I can't believe it's a year since Blur played there. It was the best gig we've ever done but it already seems like all that happened in another lifetime, to someone else.
I came in from the garden last weekend and my dad was watching it on the telly, with the dog. The BBC were screening it. He said, "You should watch this you know. It's really good." I said, "Well, yeah. I told you it went well."
He was actually looking quite misty-eyed. It's funny but I don't think he ever really liked Blur before. I mean he thought it was all perfectly fine but it never really ever got him in the chest until right then watching it on the telly: all those memories the music brought flooding back.
Now they are but memories once more, I suppose. My one public performance this summer has been singing "Vindaloo" to a group of 200 farmers while accompanying myself on the ukelele. You know what? When they all clapped it was exactly the same feeling as standing on the stage at Glastonbury.
I've been struggling with a violin this week, trying to play a lick of Beethoven's, from the final movement of his First Symphony. It's just a run up a major scale, about the simplest thing you can have in music that, all the notes in order. Somehow Beethoven makes this most familiar, mundane thing sound like the most dazzling thing I've ever heard, like I'd never heard it before: listening in wonder to someone else's music. That's the best thing of all, actually.

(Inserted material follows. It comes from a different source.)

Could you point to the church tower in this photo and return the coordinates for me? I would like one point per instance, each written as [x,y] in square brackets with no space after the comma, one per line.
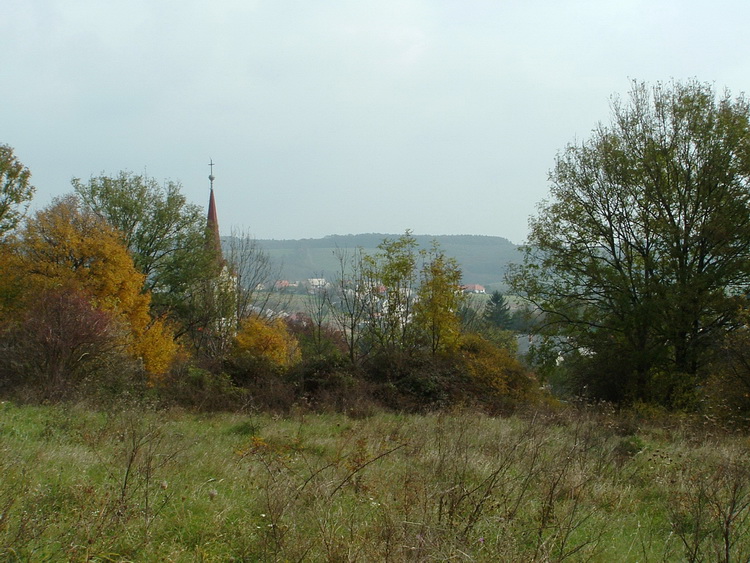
[213,240]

The daily run that gives me wings
The baby could come at any moment so I have to take my telephone with me even if I'm only going to the other side of the valley, which I do every day with the dog. We run together, always the same route. I never know what I'm going to see. It never looks the same two days running. Buttercups are overwhelming this week, and poppies.
Yesterday I stopped to behold a bird of prey as big as a chicken sitting in an oak tree. First time I've seen him on the scene. He returned my gaze, squarely, flopped off his branch and flapped off. I'm particularly proud of a swathe my beating feet have cut through the long grass in the bottom field. It pleases me to follow this path that I have created. Now I know exactly what snails are talking about.
Running has become the point every day where I disconnect from everything. My heart beats faster and I'm free in the moment as I pound around. There is something so very deeply human about running through countryside. I have my best ideas when I am running. I can really think clearly. I rather object to taking my telephone with me.
I came round a corner at full tilt yesterday evening. It was after nine, and perfectly still: That lilac colour that happens in protracted sunsets. A hot-air balloon was hovering huge, right in front of me. It was so calm that I could hear them talking in the basket. They were held perfectly still, suspended. I was flying.